Technology reporter James Purtill wrote this article published today by the Australian Broadcasting Corporation

For @Sciborg_S_Patel 

Quote:You may not have heard of GPT-3, but there's a good chance you've read its work, used a website that runs its code, or even conversed with it through a chatbot or a character in a game.
GPT-3 is an AI model — a type of artificial intelligence — and its applications have quietly trickled into our everyday lives over the past couple of years.
In recent months, that trickle has picked up force: more and more applications are using AI like GPT-3, and these AI programs are producing greater amounts of data, from words, to images, to code.
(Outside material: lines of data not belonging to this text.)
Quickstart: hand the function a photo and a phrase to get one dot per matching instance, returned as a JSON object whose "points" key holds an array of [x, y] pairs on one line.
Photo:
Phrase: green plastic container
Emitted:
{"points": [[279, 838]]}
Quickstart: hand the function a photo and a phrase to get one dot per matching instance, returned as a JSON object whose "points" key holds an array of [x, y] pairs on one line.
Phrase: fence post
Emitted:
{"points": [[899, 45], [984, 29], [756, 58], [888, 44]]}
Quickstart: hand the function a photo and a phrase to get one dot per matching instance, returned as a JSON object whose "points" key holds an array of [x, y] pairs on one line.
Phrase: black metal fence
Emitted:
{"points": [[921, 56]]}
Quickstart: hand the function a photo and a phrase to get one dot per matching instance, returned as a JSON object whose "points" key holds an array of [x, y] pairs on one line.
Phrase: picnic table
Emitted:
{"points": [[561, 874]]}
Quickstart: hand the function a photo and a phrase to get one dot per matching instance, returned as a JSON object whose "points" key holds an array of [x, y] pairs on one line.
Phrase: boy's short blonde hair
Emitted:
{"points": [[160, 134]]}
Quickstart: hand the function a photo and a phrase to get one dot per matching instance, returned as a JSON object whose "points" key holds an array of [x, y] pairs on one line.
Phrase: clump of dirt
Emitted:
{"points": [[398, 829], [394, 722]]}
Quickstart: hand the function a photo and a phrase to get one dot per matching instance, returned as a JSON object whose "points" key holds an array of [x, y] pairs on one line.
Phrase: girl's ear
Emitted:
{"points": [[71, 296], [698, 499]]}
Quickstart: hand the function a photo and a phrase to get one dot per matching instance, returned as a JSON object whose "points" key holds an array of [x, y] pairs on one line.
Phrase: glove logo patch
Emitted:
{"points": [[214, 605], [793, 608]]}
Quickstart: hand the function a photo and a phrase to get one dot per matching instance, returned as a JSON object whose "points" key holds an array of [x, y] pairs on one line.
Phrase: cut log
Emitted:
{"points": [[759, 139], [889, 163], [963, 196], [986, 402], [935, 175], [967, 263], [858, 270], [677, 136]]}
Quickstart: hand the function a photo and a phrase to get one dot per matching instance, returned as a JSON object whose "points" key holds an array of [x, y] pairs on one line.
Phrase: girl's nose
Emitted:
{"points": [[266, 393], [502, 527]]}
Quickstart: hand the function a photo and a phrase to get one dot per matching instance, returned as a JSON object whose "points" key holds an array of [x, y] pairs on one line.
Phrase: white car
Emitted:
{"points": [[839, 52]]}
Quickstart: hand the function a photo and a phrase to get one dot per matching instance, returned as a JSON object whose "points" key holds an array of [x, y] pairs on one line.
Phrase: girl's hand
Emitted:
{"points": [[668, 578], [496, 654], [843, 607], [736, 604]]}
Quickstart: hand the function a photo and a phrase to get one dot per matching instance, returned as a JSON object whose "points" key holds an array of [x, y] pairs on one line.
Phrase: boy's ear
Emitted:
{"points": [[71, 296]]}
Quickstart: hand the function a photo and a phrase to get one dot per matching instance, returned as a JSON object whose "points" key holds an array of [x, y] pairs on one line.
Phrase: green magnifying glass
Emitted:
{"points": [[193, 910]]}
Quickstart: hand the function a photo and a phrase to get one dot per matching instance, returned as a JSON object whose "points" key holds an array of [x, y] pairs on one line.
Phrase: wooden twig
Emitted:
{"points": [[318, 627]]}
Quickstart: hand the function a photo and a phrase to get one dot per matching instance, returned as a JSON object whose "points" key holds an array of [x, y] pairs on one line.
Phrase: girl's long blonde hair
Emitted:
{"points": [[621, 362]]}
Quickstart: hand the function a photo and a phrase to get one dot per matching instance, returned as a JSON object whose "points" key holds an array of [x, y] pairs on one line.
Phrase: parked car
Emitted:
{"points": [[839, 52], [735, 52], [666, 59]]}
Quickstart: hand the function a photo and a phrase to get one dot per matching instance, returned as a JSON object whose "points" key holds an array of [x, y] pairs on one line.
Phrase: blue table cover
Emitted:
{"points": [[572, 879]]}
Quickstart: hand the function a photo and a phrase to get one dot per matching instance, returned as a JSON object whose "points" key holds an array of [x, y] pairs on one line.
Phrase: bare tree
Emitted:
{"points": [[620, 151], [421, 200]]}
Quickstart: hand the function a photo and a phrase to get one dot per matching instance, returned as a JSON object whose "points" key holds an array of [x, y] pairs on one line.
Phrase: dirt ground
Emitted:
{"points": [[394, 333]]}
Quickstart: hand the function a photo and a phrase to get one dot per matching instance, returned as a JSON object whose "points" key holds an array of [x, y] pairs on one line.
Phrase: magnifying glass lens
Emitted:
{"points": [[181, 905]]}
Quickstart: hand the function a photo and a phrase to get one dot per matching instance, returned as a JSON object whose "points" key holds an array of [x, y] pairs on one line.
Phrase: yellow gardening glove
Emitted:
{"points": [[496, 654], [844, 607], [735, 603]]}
Quote:"Writers are expensive. And there's a limit to how much quality content a human can produce," Mr Mahoney says.
"You can get the same quality of content using AI tools. You just get it faster."
How much faster? About three times, he estimates.
He still has to check and edit the AI-generated text, but it's less work and he's cut his rates by half.

Quote:Companies like ContentBot and Longshot pay OpenAI for access to GPT-3: the rate of the most popular model (Davinci) is about $US0.06 per 750 words.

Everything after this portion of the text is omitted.